Foi na visita a uma bela cidade que um nativo, ao saber que estávamos lá pela primeira vez, fez questão de observar que o lugar não tinha praias mas esbanjava em histórias. Imediatamente pensei em diversos locais desta minha cidade, que divide grandioso lago com a capital dos gaúchos e se orgulha da sua marca farroupilha. Fiquei imaginando quantas histórias mais poderíamos agregar a essas águas e ao heroísmo se conseguíssemos ultrapassar as fronteiras do academicismo.
Conjecturei sobre causos a respeito de gente comum, que não se destacou em guerras mas passou toda a existência neste lugar; religiosos que vivenciaram situações engraçadas; políticos conhecidos pelas opiniões controversas e as frases espirituosas; o encanto provocado pela escola de normalistas; os templos e o trabalho humanitário realizado; os carnavais e as festas famosas; os clubes sociais e a disputa acirrada no futebol.
Segui recordando de certas lojas antigas, em como seria apropriado relatar como eram, o que vendiam. Dos ônibus de pouca velocidade e feitio de capacete, nos carros de praça e nas carrocinhas negociando frutas e verduras. Seria interessante saber mais sobre a evolução do transporte público na cidade, os seus meios de comunicação, as suas escolas.

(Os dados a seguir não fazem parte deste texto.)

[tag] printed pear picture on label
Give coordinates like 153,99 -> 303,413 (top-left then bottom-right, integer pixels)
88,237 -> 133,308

Passeando em outros pagos, me surpreendi com ideias alternativas para receber os visitantes na minha cidade. Narrativas pitorescas do conhecimento popular, como a do presidente do clube social que proibiu dançar de rosto colado; outras surpreendentes, feito o caso do técnico de futebol de um time do Ermo que foi contratado para grandiosa equipe europeia. Rememorar as divertidas e famosas festas à fantasia, as comendas e as noites alemãs; a nossa Miss RS, o título estadual do futebol, os festivais de música, as matinés de domingo no cinema que virou mercado. Os desfiles cívicos e a visita de um Presidente, as festas da Igreja Matriz.

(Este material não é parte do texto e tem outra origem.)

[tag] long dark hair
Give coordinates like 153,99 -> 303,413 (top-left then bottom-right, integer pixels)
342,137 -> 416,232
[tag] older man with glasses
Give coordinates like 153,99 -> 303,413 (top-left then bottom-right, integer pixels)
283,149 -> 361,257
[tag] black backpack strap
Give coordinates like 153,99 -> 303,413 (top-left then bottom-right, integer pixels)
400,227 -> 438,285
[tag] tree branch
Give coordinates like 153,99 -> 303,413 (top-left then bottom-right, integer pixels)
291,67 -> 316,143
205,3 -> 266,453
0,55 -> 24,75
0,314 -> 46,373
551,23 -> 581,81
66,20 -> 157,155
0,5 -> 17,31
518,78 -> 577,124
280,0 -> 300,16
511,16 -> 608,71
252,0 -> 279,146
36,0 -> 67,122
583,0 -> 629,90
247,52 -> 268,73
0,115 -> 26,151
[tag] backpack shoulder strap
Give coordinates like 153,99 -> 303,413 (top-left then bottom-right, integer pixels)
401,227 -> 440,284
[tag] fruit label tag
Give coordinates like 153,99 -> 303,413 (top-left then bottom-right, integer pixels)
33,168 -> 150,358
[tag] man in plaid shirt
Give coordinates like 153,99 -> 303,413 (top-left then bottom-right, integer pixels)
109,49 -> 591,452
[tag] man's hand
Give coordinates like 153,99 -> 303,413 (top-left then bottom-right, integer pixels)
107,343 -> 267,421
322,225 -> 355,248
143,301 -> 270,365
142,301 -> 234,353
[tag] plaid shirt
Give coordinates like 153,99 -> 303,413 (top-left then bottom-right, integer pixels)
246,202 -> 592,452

Seria interessante falar aos visitantes sobre os imigrantes que aqui chegaram e construíram suas famílias, as influências culturais, a gastronomia. Contar das praias que um dia tiveram fama e fizeram a alegria de tantas famílias nos fins de semana. Das obras que mudaram a cidade, como a Escadaria, antes desafiadora lomba do inferno para jovens estudantes. E a chegada de investimentos noruegueses, japoneses, chilenos.
Depois de extrapolar em suposições para o turismo e a cultura da minha cidade, lembrei que há muito o que aprender sobre a história da celulose e do papel nestas terras de eucaliptos e novos traçados. Quem sabe um museu todo dedicado a esse tema, mostrando como foram as primeiras indústrias que aqui chegaram, sua evolução através de décadas.
Foi como turista que compreendi: um bom lugar para visitar precisa ter gente acolhedora com boas histórias para contar – acadêmicas e populares.